Structural inequalities have fueled a variety of demonstrations in recent years: shidu parents, for instance, protest annually in front of the headquarters of the National Health and Family Planning Commission in Beijing to demand that the state keep its promises of care and support; in 2022, people organized mass boycotts of mortgage payments to protest a housing crisis and “white paper” demonstrations against the strict measures imposed under China’s “zero COVID” policy. These outcries highlight growing discontent across diverse groups and, for many, represent a protest against decades of repression. For much of the Chinese public, the current state violence is a continuation of the more totalitarian repression suffered under Mao Zedong from the early 1950s through the decade-long Cultural Revolution, which ended with Mao’s death in 1976. People had no recourse during the brutal violence of that era, given the state’s total control of the country’s resources and narrative. Those days are long gone, but the legacy of that violence lives on.

FOOL ME ONCE

Together, these forces have resulted in an accumulation of economic, social, and psychological stresses with little chance for release. And unaddressed grievances have helped create a climate in which people embrace violence out of desperation. The CCP’s oppressive governance only compounds the crisis. Responding to violent attacks or mass expressions of discontent, the party, in a thirst for control, has historically relied on a few main strategies that are only likely to intensify. Among the most central are enhanced surveillance and policing. China’s already extensive surveillance infrastructure—advanced facial recognition, social-credit scoring, AI-driven monitoring—is expanding further. New technologies such as the Crowd Emotion Detection and Early Warning Device system, which officials claim can analyze the behavior and emotions of large groups of people, could be used to help detect unrest, underlining the state’s efforts not only to respond to attacks but to preempt them altogether. Additional measures, such as an increased police presence near schools and in public spaces and heightened monitoring during politically sensitive periods, evoke the security models in regions such as Xinjiang, where the Chinese government has for years systemically repressed Uyghurs and other Muslim minorities in what has become a de facto provincial police state.

As the sociologist Xueguang Zhou has noted, the CCP’s approach relies not just on mobilization but also propaganda, which dovetails with the party’s censorship and narrative management.
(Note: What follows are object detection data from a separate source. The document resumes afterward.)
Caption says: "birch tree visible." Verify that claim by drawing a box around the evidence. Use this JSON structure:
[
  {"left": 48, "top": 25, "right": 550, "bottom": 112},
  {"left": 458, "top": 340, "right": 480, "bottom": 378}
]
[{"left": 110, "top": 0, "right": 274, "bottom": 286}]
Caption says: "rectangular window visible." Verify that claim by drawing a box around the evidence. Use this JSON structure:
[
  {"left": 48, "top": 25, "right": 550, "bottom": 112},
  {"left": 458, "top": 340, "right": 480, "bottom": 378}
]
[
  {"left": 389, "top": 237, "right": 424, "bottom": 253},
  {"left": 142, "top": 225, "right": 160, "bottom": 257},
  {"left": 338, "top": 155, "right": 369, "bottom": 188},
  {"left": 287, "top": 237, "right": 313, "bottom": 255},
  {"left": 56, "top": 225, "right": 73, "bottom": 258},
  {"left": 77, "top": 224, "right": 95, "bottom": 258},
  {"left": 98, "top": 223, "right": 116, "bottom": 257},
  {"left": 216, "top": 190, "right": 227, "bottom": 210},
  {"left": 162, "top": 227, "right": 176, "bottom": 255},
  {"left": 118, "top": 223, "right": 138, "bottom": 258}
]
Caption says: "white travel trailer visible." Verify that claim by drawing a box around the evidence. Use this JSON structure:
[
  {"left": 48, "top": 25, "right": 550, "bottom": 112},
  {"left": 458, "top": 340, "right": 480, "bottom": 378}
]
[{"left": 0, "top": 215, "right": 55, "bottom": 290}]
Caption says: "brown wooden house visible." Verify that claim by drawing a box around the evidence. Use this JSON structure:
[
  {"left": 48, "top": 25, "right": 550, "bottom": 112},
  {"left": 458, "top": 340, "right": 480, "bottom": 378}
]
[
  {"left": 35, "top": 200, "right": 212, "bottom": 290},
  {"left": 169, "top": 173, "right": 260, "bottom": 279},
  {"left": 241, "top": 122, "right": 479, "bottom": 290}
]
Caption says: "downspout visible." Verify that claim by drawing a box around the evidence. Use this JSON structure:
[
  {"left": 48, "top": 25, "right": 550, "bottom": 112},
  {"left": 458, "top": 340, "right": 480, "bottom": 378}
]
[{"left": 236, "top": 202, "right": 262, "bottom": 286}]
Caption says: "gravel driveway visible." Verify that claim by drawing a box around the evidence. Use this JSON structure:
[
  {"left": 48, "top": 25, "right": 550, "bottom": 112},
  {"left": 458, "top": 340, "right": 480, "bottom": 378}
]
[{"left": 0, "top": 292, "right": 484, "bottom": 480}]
The swift deletion of critical commentary on social media and the suppression of public discourse ensure that mass attacks are framed as isolated incidents rather than symptoms of deeper systemic failures. By controlling the narrative, the CCP seeks to prevent public outrage and copycat incidents while maintaining its image of authority. But these heavy-handed measures, in turn, perpetuate feelings of alienation and agitation among China’s people, increasing the risk of more attacks.

Wu Si, the former editor in chief of the history journal Yanhuang Chunqiu, has said that “hidden rules” govern Chinese society—informal systems that are “neither ethical nor entirely legal” yet sustain the social structure. But the increasing frequency of revenge against society attacks suggests that the party’s indifference to certain rights and its squelching of dissent may be having an unintended effect: the rise of violence that may appear apolitical on its face but constitutes a desperate rejection of the political status quo. And if the party fails to expand economic opportunities and reduce structural inequalities and injustices, it may eventually find itself faced with greater challenges than revenge against society attacks.